(THIS ARTICLE IS COURTESY OF THE TIMES OF ISRAEL)
The chairman of the Israel Judo Association said Thursday that Iranian judoka Saeid Mollaei was coerced into throwing his semifinal battle against Belgium’s Matthias Casse a day earlier at the World Judo Championship in Tokyo in order to avoid facing Israel’s Sagi Muki in the final.
In the past Iran has forbidden its athletes to compete against Israelis. In May, the International Judo Federation said it had reached an agreement with Iran to end the boycott, though the head of Iran’s national Olympic committee later denied it.
Mollaei has been accused of faking injuries and intentionally losing fights in the past to avoid facing Muki.
IJO head Moshe Fonti, speaking to Army Radio, said that an hour before Wednesday’s semifinals, the Israeli team heard that Mollaei, ranked No. 1 in the world, “intended to continue the contest, even if he had to face Sagi Muki at the final. We heard he’d asked the head of the Iranian judo association to ensure his family was kept safe.”
At the semifinals Mollaei was paired with Casse and Muki faced Egyptian Mohamed Abdelaal. After Muki defeated Abdelaal (the Egyptian’s refusal to shake Muki’s hand caused further controversy), it became clear that if Mollaei defeated the Belgian he would face off against the Israeli for the gold.
“From what we understand, within a short time Iranian intelligence officials came both to his home in Iran and to the judo arena and warned him,” Fonti said.
“I don’t know what happened there, but eventually he lost both battles,” Fonti said, referring to the fight against Casse and the subsequent fight for the bronze against Luka Maisuradze of Georgia. “He didn’t make it to the final with Sagi and he didn’t make it to the podium.”
Israeli judo commentator Miri Nevo said it was clear that Mollaei carried out what she called “a calibrated defeat,” to ensure he lost in the semifinal. She sniped that if the Iranians were so patriotic and hostile to Israel, they should “try to beat us” in sports.
Muki eventually defeated Casse and was named world champion, the first male Israeli athlete to reach the top. Mollaei, who had been reigning world champion after winning last year’s games, ended the contest in fifth place. If he had taken fourth or above he would have had to stand on the podium as Israel’s national anthem “Hatikvah” was played in honor of Muki.
Fonti did not blame Mollaei for his actions, saying that though he “had promised the head of the International Judo Federation he would compete… there were people at his family’s home in Iran. You can’t judge an athlete in such a situation.”
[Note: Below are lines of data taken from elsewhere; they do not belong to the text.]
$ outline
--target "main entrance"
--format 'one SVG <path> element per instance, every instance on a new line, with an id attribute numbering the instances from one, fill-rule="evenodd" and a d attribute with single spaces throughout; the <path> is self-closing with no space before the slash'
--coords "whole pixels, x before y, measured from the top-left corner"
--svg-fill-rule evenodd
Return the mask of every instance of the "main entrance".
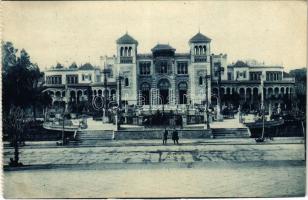
<path id="1" fill-rule="evenodd" d="M 179 103 L 187 104 L 187 83 L 181 82 L 179 83 Z"/>
<path id="2" fill-rule="evenodd" d="M 169 88 L 171 87 L 170 82 L 167 79 L 161 79 L 157 88 L 159 89 L 159 104 L 169 103 Z"/>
Muki on Wednesday said Mollaei was an “excellent” sportsman, while Israel’s team coach Oren Smadja said he was “a terrific guy.”
The notion that Mollaei had thrown his fight with Casse to avoid facing Muki was prevalent in outlets covering the contest.
Website Inside the Games noted that Mollaei, having “looked unstoppable in the preliminaries,” suddenly claimed to have suffered a head injury ahead of his fight with Casse and came to the fight “wearing a huge bandage on his head.” He “barely attempted a throw during the bout, before being thrown for ippon by Calle’s first real attack.”
French site RMC Sport said Mollaei “threw the semifinal heat after seeing [Muki’s] qualification for the final.”
It also reported that “in the morning, in the warm-up room, witnesses described Saied Mollaei as extremely agitated, on the verge of tears, citing the danger to his family.”
There were reports that prior to losing his fight against Casse, Mollaei had threatened during earlier stages of the competition to quit if he was paired up with Muki.
Cases of Iranian intentionally losing matches to avoid facing Israelis have been reported in the past. Last year an Iranian wrestler was banned for six months for deliberately throwing a match to avoid facing an Israeli opponent.